The backend p75 metric regresses by about +700ms, from 30 Dec 16:00 to 2 Jan 08:30.

The frontend p75 metric regressed by about +300ms, from 30 Dec 20:00 to 2 Jan 07:00.

Frontend (last 30 days)
Screen Shot 2018-01-02 at 19.31.56.png (746×1 px, 226 KB)

As I mentioned in the email thread last night, and I confirmed looking at the timings, this is related to a spike in CPU usage on the API cluster in eqiad:

https://grafana.wikimedia.org/render/dashboard-solo/db/prometheus-cluster-breakdown?orgId=1&var-datasource=eqiad%20prometheus%2Fops&var-cluster=api_appserver&var-instance=All&from=1514639767084&to=1514924097488&panelId=87&width=1000&height=500&tz=UTC%2B01%3A00

all evidence in this case seem to point to a case of https://phabricator.wikimedia.org/T182568 - it resolved once I came back to work and noticed a few hhvm API appservers maxing out their CPU.

But looking at the backtraces on some of the machines, I have started having some doubts - it surely is a hang, but it seems to be of a different nature than the one I reported in that bug - specifically the threads seem to be deadlocked in some sort of internal loop, and not reading from a file like last time.
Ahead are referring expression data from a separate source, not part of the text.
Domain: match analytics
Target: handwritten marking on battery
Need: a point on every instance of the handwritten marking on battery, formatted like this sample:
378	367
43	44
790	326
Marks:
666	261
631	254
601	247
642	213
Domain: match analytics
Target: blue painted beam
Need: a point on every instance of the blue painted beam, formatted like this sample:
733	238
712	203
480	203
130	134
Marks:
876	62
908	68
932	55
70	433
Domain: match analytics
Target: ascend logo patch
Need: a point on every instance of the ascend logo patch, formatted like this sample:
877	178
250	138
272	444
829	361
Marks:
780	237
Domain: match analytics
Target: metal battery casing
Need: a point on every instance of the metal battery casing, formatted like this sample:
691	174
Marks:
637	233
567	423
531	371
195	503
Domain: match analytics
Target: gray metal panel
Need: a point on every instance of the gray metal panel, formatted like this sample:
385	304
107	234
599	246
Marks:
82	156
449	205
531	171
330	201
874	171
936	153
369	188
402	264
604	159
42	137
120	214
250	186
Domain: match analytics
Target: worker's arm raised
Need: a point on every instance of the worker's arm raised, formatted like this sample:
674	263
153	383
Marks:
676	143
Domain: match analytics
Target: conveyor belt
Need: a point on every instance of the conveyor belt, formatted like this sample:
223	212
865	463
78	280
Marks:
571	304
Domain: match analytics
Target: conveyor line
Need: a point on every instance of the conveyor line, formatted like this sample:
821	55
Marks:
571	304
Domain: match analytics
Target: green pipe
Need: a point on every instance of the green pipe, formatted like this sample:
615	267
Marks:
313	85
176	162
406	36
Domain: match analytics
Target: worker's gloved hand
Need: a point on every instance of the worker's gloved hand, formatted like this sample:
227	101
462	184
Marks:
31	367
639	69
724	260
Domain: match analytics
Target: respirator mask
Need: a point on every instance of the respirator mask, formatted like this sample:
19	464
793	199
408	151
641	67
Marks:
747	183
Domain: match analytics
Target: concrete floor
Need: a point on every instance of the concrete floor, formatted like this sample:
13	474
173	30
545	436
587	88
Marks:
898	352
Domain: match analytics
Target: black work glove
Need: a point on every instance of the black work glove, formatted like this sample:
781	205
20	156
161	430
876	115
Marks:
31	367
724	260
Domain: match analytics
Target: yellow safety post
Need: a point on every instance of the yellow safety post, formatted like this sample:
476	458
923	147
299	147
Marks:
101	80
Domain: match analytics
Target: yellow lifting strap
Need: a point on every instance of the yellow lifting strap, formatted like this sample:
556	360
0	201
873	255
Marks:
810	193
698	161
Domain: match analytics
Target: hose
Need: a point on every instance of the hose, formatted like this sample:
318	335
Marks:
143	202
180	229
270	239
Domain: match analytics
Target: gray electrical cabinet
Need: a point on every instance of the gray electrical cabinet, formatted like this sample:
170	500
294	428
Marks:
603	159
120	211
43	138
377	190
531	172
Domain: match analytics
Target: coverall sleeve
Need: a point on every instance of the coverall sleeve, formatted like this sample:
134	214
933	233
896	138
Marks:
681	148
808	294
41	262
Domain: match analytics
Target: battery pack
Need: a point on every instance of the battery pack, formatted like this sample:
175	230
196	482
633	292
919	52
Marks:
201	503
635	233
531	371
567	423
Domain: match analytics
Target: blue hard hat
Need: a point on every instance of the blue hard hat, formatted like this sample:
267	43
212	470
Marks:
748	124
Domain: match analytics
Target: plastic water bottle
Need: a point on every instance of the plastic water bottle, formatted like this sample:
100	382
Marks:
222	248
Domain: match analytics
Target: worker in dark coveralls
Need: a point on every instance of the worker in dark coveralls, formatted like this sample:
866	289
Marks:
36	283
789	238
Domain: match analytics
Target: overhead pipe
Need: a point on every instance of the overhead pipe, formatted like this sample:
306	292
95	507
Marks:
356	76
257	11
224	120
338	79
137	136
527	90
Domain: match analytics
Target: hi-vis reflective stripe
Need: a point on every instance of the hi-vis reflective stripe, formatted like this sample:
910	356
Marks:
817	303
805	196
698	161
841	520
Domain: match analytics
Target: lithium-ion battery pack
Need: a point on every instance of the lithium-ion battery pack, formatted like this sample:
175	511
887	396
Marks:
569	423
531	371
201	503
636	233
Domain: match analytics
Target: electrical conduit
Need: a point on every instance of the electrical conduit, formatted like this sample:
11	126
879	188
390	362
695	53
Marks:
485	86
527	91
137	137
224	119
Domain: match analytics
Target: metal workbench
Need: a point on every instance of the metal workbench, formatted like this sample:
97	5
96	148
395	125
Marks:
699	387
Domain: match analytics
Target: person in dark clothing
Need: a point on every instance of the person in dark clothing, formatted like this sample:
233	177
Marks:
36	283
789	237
I'll open a bug about this new issue today.

One thing we could do is to raise a critical alert if the load /cpu on an API appserver is higher than a very high threshold for an extended time (say 10 minutes), and maybe shorten the HHVM restart time.

I'm resolving this task, as there's no followup investigation needed. Agreed with @Joe 's assessment that mitigation is the right approach for now, as we don't really want to be spending cycles on HHVM fixes.